KOLs often don’t receive fair payment from MCNs and this has resulted in many KOLs terminating relationships with them.
There is a saying in the KOLs industry that, a few years ago, KOLs were busy signing contracts with MCNs and now they are busy terminating their collaboration. Lin Chen (Bilibili: @林晨同学), a vlogger that become well-known because of the videos he shot during the Wuhan lockdown, sued his previous MCN Bucha Lvxing (不差旅行).

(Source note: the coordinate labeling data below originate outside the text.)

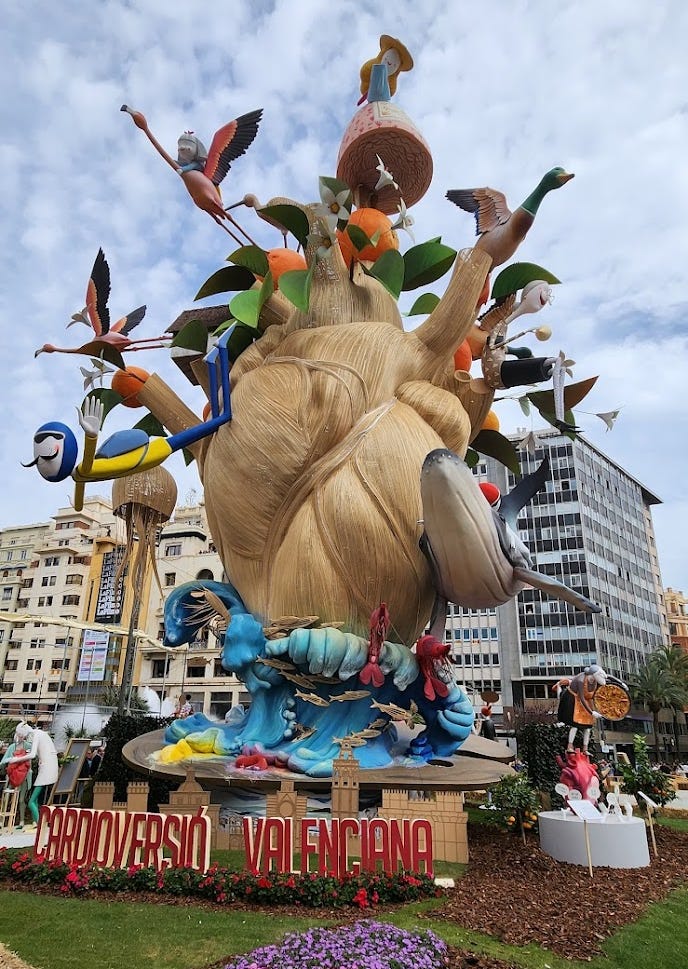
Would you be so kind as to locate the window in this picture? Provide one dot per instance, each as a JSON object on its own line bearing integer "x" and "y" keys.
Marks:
{"x": 160, "y": 668}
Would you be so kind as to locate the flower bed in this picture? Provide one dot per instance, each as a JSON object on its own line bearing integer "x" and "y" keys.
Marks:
{"x": 363, "y": 945}
{"x": 221, "y": 885}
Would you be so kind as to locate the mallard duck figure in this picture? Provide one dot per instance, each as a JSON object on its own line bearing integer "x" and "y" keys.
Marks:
{"x": 502, "y": 231}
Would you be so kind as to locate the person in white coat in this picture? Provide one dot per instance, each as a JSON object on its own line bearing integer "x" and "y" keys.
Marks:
{"x": 38, "y": 744}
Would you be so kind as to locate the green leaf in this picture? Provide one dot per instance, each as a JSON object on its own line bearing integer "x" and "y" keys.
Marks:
{"x": 495, "y": 445}
{"x": 292, "y": 218}
{"x": 358, "y": 237}
{"x": 242, "y": 338}
{"x": 252, "y": 258}
{"x": 152, "y": 426}
{"x": 389, "y": 270}
{"x": 193, "y": 336}
{"x": 108, "y": 398}
{"x": 518, "y": 275}
{"x": 543, "y": 400}
{"x": 296, "y": 286}
{"x": 425, "y": 263}
{"x": 424, "y": 304}
{"x": 229, "y": 279}
{"x": 246, "y": 307}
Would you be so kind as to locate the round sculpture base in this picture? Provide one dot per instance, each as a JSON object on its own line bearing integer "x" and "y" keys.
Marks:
{"x": 613, "y": 844}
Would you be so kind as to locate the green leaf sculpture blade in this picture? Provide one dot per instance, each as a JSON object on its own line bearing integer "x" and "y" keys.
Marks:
{"x": 389, "y": 270}
{"x": 245, "y": 307}
{"x": 251, "y": 257}
{"x": 229, "y": 279}
{"x": 152, "y": 426}
{"x": 496, "y": 446}
{"x": 296, "y": 286}
{"x": 518, "y": 275}
{"x": 543, "y": 400}
{"x": 292, "y": 218}
{"x": 424, "y": 304}
{"x": 193, "y": 336}
{"x": 425, "y": 263}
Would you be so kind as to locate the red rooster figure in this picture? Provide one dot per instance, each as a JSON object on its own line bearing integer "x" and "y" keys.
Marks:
{"x": 578, "y": 774}
{"x": 431, "y": 654}
{"x": 379, "y": 624}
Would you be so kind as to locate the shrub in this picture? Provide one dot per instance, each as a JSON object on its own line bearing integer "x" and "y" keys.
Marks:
{"x": 220, "y": 885}
{"x": 538, "y": 746}
{"x": 646, "y": 778}
{"x": 515, "y": 802}
{"x": 118, "y": 732}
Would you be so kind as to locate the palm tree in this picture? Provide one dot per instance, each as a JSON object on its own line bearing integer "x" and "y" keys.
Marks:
{"x": 657, "y": 689}
{"x": 675, "y": 660}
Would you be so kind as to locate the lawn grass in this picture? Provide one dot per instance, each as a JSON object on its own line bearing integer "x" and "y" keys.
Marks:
{"x": 66, "y": 933}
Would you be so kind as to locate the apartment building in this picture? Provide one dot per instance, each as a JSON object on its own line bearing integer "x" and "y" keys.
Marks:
{"x": 677, "y": 616}
{"x": 591, "y": 528}
{"x": 45, "y": 568}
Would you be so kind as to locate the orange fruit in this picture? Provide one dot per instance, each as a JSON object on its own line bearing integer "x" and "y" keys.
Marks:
{"x": 282, "y": 261}
{"x": 128, "y": 382}
{"x": 491, "y": 422}
{"x": 463, "y": 358}
{"x": 370, "y": 221}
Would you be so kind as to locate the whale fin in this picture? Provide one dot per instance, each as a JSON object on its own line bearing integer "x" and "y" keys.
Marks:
{"x": 555, "y": 588}
{"x": 522, "y": 493}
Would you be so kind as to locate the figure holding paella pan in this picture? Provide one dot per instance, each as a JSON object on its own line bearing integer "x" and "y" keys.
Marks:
{"x": 587, "y": 696}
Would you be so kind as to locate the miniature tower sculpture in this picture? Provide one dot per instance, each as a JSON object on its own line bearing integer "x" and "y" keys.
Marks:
{"x": 345, "y": 784}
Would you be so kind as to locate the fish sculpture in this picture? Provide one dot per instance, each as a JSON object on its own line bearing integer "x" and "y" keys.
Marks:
{"x": 475, "y": 555}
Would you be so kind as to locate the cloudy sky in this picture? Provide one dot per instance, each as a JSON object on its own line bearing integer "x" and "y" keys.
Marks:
{"x": 501, "y": 91}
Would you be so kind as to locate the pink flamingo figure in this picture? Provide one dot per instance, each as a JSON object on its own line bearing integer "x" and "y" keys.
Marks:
{"x": 109, "y": 341}
{"x": 202, "y": 170}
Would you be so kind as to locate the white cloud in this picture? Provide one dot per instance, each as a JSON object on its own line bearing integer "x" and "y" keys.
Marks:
{"x": 501, "y": 92}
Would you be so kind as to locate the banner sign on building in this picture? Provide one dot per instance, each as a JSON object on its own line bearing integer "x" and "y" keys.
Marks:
{"x": 109, "y": 601}
{"x": 93, "y": 656}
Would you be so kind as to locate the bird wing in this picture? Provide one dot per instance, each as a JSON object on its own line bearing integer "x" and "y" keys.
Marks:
{"x": 128, "y": 322}
{"x": 229, "y": 142}
{"x": 122, "y": 442}
{"x": 97, "y": 295}
{"x": 487, "y": 205}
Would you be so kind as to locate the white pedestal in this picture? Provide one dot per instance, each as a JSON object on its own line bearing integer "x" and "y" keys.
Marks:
{"x": 613, "y": 844}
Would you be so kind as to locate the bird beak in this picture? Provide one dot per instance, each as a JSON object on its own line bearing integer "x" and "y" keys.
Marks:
{"x": 136, "y": 116}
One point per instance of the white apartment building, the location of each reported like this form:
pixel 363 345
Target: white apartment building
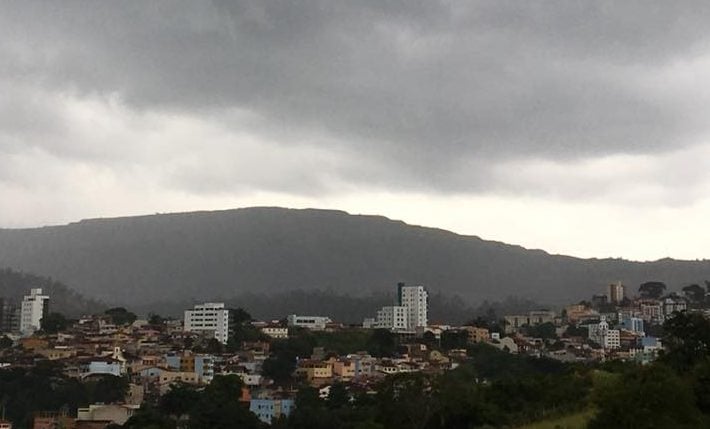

He took legal action because the network asked him to insert advertisements in his Wuhan videos, but Lin thought those videos were not suitable for commercial use. The MCN said if he didn’t do so, he would have to pay 3 million RMB for the penalty. Lin was not the only victim of those unfair regulations set by some of the MCNs, there were other KOLs also expressing that they were not being treated well. Some were brave enough to expose their experiences publicly, while others paid a large penalty amounts and cut ties with their network.
On the other hand, the risk for brands to work with Multi-Channel Networks is that they may get low-quality content creators, sourcing KOLs that don’t necessarily best represent the brand, instead they might be chosen just for the high number of followers they have. Which means brands might not see results like sales conversions for a long time.
Since it’s nearly impossible to avoid working with a Multi-Channel Network in China when it comes to KOL marketing, and the market is still in an early developing age, brands really need to do their own research and learn which MCN can be trusted before reaching out.